Last night I was nervous, but excited about attempting to run again after 9 days out due to knee injury. So I went online and bought a pair of Nike Duel Fusions I had my eye on. Black and pink. Very sassy. Might catch people's eye as I blow past them like a rocket on the track!
This morning the knees felt good. I did what Runner's World advised, and I didn't attempt a return until I felt absolutely no pain in my knees. Runner's Knee, as they call it, can become a chronic condition if you push before you're ready.
I strapped on my knee brace, put on my runner's under things (heehee), slapped on my watch with the timer, and I put orthopedics in my shoes for added support. Felt like a suit of armor or something, all for a few spins around a track.
But I still had that uneasy feeling in my tummy. It was that feeling of dread I had every morning I was headed to the Y last year to meet my personal trainer. I knew she was going to put me through the ringer, and she always did. Today's nerves were about whether my knees would hold up to jumping back into week 2 of the couch-to-5K program.

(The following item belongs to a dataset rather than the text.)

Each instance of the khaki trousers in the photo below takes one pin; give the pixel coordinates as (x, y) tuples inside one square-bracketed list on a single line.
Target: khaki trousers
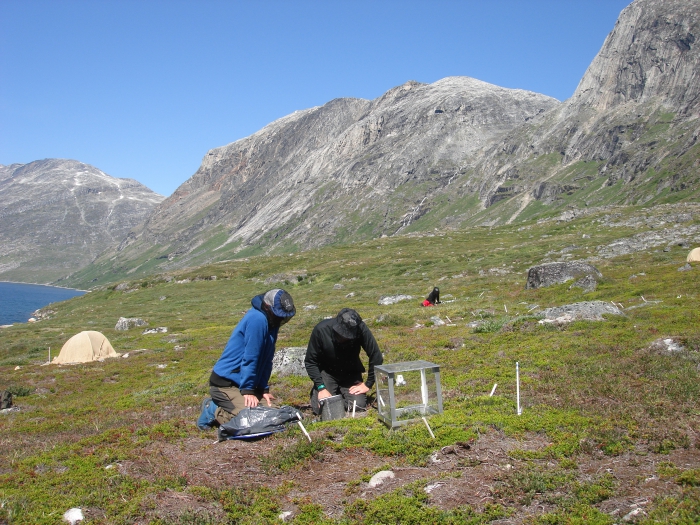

The Y is crazy on a Saturday. The parking lot, alone, is an epic battle. And then I got into the track and there was some event going on in the gym below, so it was loud and distracting. Not to mention the various walkers and runners on the track. These were the first couple of elements to begin building the dam of frustration.
The actual running built the rest of it. Pain. Both knees. And after just over a week, I took a hit to the stamina. Three minutes of running was hard for both of those reasons. After 10 minutes, I was done. So was my left knee, already swollen inside the brace.
And as if the running gods hadn't had enough of a laugh at my expense already, as I climbed onto the elliptical feeling defeated and powerless, "Born to Run" came on the mp3 player. I kid you not. I never thought I'd have the urge to turn that song off, but today, Bruce, you had to go.
So I was the idiot near tears in the Life Center today deciding that I'm quitting Couch to 5K for now. Maybe I'll try again this summer, just so I don't feel like I completely wasted a ton of money on all that running crap I thought I would need. Or maybe one sad little mile is my running-legacy. (As you can tell, I'm feeling pretty sorry for myself. This isn't pretty.)
Thanks for your encouragement, anyway. Now off to ruin the rest of a perfectly good Saturday by staying inside grading a ton of papers and essays. Best weekend ever.